Но тут одна из двух оставшихся лягушек тоже выскользнула из своей шкурки и обернулась девушкой неописуемой красоты. На ней было что-то белое и голубое, воздушное, вроде морской пены. Губы, веки, мочки ушей и круглые ногти на руках и ногах сверкали, выкрашенные в жемчужный цвет. Волосы, черные, вьющиеся, казалось, изгибались от наслаждения, прикасаясь к ее лицу, шее и плечам. Ее черные глаза, Терун видел, таили в себе все тайны Вселенной, или, по крайней мере, все тайны, которые вообще стоили того, чтобы Терун попытался их разгадать. Терун вспомнил, что старый колдун говорил о Мокоши, что она может заморочить голову любому. Но единственное, что ему было сейчас нужно, это чтобы она продолжала наводить на него этот сладкий морок всегда!
– А я – Апрадитья, – прошептала она.
И шепот ее Терун готов был слушать всегда… А все-таки что-то в ней тревожило Теруна. Конечно, Терун хотел взять с собой на небо именно ее, но чувствовал, что, возьми он на небо только ее – и он совсем перестанет следить за порядком во Вселенной. А если опять какой змей?..

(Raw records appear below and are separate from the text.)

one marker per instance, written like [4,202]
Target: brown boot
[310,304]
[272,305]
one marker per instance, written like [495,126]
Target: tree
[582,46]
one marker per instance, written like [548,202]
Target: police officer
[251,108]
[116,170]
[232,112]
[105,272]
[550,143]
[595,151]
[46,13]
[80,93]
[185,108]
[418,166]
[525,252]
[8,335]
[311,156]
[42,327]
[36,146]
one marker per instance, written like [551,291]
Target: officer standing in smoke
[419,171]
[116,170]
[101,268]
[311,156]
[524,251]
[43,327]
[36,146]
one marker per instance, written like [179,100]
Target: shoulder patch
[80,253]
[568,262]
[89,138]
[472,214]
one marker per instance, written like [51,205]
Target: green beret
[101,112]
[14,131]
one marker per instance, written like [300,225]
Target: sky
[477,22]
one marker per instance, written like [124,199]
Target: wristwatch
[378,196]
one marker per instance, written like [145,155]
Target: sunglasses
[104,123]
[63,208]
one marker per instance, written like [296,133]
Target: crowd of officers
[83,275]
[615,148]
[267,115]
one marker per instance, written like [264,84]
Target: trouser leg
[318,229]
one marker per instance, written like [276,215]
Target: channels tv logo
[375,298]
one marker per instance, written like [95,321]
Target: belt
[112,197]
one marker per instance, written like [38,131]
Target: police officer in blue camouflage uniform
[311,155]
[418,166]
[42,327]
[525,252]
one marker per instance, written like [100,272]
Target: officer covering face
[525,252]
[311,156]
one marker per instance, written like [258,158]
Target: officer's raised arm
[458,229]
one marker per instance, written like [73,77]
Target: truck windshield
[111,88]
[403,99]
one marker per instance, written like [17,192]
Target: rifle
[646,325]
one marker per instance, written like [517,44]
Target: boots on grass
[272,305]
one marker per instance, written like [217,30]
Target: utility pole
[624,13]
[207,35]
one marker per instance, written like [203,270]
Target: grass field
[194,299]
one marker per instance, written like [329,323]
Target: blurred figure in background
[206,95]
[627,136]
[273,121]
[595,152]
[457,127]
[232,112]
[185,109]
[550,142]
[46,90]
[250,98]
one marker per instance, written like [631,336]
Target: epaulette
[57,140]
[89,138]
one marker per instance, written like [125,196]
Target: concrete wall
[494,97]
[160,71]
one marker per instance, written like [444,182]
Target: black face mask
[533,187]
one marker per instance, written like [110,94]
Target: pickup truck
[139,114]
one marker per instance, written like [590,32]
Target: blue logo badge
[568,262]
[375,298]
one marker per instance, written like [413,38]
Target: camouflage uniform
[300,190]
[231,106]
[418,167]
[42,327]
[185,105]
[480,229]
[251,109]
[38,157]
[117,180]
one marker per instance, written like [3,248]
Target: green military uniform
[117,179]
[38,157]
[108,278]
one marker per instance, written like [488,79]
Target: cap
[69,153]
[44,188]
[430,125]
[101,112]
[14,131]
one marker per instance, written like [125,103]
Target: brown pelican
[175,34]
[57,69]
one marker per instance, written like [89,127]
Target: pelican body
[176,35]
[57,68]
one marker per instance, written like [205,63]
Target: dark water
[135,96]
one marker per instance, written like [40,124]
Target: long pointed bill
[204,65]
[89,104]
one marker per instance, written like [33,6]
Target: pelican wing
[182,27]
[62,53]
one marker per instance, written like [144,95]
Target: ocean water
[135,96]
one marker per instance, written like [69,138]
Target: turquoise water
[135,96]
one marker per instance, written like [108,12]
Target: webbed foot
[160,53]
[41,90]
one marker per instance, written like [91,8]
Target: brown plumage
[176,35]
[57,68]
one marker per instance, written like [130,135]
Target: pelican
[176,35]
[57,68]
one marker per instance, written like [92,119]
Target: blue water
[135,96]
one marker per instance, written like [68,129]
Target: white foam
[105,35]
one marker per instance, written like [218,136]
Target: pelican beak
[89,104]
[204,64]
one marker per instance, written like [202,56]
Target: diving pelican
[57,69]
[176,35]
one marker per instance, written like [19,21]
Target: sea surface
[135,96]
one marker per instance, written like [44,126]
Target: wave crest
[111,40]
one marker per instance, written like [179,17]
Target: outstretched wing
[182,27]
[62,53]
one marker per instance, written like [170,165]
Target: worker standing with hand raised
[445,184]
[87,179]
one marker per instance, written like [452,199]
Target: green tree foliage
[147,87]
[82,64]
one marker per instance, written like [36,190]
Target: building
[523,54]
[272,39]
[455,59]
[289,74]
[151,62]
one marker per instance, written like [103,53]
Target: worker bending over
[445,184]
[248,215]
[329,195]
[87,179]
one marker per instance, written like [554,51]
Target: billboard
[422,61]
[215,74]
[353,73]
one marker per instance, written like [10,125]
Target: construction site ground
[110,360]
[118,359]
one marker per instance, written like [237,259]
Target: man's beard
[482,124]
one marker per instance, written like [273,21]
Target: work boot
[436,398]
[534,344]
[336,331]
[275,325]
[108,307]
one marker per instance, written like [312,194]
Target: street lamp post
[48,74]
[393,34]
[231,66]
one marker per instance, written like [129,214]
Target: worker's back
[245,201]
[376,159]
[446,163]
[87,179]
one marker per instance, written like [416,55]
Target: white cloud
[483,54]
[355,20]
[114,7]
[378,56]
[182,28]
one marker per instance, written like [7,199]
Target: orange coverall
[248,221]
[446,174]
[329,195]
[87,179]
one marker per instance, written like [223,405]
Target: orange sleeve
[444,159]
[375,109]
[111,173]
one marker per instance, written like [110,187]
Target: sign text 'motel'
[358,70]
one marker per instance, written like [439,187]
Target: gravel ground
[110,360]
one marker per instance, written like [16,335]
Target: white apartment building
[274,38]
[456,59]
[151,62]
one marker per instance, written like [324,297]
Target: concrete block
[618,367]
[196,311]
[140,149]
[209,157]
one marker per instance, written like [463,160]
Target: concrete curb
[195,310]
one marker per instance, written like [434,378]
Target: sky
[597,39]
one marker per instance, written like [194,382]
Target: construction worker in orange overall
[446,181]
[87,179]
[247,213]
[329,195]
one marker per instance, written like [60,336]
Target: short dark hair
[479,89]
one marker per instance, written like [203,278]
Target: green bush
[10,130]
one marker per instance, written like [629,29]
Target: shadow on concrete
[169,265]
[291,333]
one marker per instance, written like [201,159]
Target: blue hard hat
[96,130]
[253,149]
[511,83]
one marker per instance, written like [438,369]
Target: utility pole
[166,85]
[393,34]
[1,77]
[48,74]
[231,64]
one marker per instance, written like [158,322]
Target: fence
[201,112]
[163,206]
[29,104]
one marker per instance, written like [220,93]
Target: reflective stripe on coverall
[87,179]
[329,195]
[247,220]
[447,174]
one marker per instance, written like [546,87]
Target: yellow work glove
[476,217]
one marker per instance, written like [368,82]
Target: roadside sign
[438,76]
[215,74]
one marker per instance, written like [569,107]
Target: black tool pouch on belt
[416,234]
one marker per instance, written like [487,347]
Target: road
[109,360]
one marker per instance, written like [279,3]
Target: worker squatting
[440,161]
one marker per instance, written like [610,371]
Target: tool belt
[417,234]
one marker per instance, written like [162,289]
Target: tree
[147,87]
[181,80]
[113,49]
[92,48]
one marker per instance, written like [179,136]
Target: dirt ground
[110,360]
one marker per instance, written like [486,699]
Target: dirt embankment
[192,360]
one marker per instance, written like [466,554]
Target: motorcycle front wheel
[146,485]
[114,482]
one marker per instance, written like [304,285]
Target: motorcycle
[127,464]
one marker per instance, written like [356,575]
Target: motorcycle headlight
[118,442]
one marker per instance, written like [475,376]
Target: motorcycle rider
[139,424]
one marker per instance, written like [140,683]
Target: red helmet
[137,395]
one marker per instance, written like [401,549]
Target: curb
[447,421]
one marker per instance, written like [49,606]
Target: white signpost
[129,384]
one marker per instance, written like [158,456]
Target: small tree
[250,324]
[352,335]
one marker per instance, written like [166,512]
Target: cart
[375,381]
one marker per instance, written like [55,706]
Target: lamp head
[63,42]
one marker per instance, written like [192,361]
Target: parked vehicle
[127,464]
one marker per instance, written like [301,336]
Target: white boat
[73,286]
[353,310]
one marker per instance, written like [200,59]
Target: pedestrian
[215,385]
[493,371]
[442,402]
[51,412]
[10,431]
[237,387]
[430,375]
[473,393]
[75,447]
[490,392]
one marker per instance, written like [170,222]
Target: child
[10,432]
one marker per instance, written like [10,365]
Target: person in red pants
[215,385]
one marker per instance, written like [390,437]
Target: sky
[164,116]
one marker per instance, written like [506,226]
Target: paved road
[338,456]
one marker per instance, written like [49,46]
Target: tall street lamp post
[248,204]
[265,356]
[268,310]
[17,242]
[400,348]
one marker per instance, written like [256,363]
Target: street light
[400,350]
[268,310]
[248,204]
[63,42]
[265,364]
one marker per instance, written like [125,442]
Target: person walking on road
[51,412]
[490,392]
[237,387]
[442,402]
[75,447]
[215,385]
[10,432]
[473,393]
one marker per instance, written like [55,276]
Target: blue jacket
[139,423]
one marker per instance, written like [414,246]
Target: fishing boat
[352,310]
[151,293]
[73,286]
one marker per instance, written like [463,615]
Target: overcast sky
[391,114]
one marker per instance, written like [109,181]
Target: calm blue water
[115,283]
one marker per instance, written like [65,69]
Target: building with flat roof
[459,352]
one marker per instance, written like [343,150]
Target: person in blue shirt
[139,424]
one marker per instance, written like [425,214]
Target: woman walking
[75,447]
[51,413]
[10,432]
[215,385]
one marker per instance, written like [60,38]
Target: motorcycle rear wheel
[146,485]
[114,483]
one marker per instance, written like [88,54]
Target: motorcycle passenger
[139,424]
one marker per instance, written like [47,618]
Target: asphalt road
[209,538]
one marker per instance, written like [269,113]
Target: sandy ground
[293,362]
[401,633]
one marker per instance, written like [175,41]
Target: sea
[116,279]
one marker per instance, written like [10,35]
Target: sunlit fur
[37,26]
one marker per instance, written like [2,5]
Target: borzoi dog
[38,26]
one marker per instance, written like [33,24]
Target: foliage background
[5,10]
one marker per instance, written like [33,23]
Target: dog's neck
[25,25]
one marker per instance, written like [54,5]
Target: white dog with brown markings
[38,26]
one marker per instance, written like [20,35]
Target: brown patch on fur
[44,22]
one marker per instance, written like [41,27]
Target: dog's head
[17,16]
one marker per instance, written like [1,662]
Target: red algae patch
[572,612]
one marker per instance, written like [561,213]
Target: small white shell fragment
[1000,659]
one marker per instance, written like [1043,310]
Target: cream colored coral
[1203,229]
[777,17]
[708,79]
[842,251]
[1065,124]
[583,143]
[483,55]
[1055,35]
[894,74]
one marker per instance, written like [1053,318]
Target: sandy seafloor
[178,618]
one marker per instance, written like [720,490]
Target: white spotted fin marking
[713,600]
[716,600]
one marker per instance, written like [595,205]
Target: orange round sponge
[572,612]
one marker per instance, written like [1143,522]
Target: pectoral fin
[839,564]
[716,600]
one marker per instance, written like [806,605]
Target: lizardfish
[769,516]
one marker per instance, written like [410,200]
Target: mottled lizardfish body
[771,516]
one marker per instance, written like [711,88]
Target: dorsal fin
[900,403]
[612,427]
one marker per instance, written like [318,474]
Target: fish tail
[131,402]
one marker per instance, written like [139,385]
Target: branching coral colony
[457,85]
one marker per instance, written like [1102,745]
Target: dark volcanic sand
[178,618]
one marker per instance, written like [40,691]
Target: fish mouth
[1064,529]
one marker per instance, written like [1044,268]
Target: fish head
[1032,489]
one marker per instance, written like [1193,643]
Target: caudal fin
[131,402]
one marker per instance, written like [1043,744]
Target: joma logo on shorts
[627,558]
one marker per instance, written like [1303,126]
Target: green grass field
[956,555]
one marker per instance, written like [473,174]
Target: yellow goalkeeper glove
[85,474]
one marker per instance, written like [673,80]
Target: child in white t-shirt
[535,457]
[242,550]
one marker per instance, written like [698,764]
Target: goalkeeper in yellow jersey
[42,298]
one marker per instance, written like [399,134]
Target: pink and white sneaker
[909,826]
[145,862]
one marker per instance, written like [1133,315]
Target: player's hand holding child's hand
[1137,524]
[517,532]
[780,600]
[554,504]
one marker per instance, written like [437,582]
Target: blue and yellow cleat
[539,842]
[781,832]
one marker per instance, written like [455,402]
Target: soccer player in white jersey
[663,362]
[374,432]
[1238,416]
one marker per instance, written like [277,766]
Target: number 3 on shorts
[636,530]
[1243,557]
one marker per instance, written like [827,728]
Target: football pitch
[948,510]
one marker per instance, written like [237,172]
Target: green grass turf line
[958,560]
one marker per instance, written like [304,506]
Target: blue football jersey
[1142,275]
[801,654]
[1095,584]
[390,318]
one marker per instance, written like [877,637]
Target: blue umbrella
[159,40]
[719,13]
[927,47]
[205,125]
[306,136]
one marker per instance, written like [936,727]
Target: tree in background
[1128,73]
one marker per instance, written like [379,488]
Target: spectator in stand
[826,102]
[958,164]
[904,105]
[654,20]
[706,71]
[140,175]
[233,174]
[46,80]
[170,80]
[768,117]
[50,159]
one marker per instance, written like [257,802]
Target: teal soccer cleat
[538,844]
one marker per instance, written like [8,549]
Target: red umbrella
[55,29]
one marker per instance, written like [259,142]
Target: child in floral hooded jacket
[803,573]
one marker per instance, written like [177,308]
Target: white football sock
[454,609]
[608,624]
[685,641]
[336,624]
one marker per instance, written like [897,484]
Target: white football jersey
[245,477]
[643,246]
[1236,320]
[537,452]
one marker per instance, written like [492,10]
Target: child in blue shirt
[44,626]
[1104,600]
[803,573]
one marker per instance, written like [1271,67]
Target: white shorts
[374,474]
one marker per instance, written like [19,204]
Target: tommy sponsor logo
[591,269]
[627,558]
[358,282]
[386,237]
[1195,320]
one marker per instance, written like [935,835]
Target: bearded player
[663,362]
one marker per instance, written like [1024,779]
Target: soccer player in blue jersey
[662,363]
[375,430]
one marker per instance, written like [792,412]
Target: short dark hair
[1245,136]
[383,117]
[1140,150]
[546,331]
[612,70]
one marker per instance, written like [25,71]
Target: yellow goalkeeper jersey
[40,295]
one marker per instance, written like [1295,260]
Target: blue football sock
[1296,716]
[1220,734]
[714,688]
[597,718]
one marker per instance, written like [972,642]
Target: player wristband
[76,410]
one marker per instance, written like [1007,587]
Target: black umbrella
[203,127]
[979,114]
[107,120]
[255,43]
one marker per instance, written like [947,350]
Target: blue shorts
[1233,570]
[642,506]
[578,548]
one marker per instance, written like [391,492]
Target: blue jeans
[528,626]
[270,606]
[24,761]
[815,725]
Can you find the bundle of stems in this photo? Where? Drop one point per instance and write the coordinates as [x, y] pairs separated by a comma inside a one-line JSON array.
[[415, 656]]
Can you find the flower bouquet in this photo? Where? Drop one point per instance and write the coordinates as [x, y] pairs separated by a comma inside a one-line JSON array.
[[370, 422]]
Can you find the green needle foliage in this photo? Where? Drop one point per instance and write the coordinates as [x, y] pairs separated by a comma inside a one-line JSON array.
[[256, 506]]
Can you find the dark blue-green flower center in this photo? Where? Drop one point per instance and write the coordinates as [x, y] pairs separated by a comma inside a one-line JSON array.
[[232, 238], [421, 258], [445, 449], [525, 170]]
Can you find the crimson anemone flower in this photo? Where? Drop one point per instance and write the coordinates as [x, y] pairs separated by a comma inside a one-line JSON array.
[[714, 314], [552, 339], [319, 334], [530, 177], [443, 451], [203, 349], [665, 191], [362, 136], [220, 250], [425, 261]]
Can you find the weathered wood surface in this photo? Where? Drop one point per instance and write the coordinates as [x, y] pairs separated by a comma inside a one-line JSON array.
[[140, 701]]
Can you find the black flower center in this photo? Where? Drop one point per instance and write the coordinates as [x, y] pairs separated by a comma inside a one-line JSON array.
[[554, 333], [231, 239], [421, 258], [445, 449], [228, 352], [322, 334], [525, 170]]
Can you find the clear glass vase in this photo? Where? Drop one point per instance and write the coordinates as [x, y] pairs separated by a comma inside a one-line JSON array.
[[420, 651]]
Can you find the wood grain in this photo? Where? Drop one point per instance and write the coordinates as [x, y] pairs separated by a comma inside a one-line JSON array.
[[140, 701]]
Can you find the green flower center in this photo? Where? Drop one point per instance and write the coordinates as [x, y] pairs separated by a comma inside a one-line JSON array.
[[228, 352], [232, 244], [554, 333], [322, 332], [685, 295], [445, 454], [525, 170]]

Из затруднения Теруна вывела последняя лягушка. Скинув шкурку и обернувшись тоже очень симпатичной девушкой с каштановыми волосами и карими глазами, одетой в юбку из травы, со вплетенными цветами, она подошла к нему, таща за руку обидевшуюся было Лили[?], и отвлекла Теруна от глаз Апрадитьи, сказав:
– Ты можешь взять с собой нас всех. Ведь на самом деле все мы – Мокошь. И мышка, и кошка, и собака, и Д[??]на, и Лили[?], и Апрадитья, и я, Ева – все71.
Перун снова вспомнил предостережения старого колдуна и ответил:
– Всех – это уже слишком. Да не все и хотят идти со мной. А вот вас троих я приглашаю.
Не успел Терун больше вымолвить ни слова, а они уже были в лягушачьих шкурках, и затеяли вокруг Теруна веселый хоровод, прыгая по кругу то в одну, то в другую сторону, а Терун вертелся на месте, глядя на них. Он пытался узнать, кто из них Апрадитья, но не тут-то было. Они казались совершенно одинаковыми. Кроме того, Терун видел только двух, одна из них догоняла другую, а вот третья все время оказывалась у Теруна за спиной. Он повернулся быстрее, чтобы увидеть ее, и увидел, но, пока видел, не видел двух других. Обернувшись снова, Терун увидел на их месте только одну лягушку. Поглядел назад – а третьей лягушки-то уж нет.
Оставшаяся лягушка перестала прыгать.
– Теперь я – Мокошь, – сказала она. – И я готова идти с тобой. А ты уже придумал, как мы попадем на твое небо?
– Да, – сказал Терун. – Это легко.
И Терун посадил ее на ладонь левой руки и увеличился в сорок раз, провалившись при этом в болото по колено. Он согнул ладонь, чтобы лягушка не выпала, и увеличился еще в сорок раз. Поглядел на небо. Оно слабо светилось. Дыра, проделанная везарем, светилась поярче. Судя по ее размерам, она еще высоко, но не настолько, чтобы увеличиваться еще раз. Хватит и одного мира, сделанного наспех из неподходящих материалов.
Он лег на болото, которое было ему теперь не по колено, а по края ступней, и увеличился еще раз. Небо оказалось у Теруна прямо перед лицом.
Он отодвинулся немного в сторону, поднес к дырочке в небе правую руку и зацепился за дыру краем ногтя безымянного пальца. Потом Терун произнес "минимабор". Уменьшаясь, Терун сунул палец в дыру72 и, согнув его, повис на безымянном пальце высоко над землей. Быстро уменьшился еще раз. Теперь дыра была достаточно большой, чтобы ухватиться за ее край рукой. Он ухватился и уменьшился до нормального размера. Поднял лягушку и посадил на край дыры – она скорее отодвинулась подальше. Потом взялся за край второй рукой, подтянулся и вылез сам73.
Так Терун привел на небо три первых воплощения Мокоши.
Долго так и оставалось. Но не всегда. Заходи еще ко мне на мед, расскажу, – так закончил Терун свой рассказ.
А я как слышал, так и пересказал, ни словечка не соврал.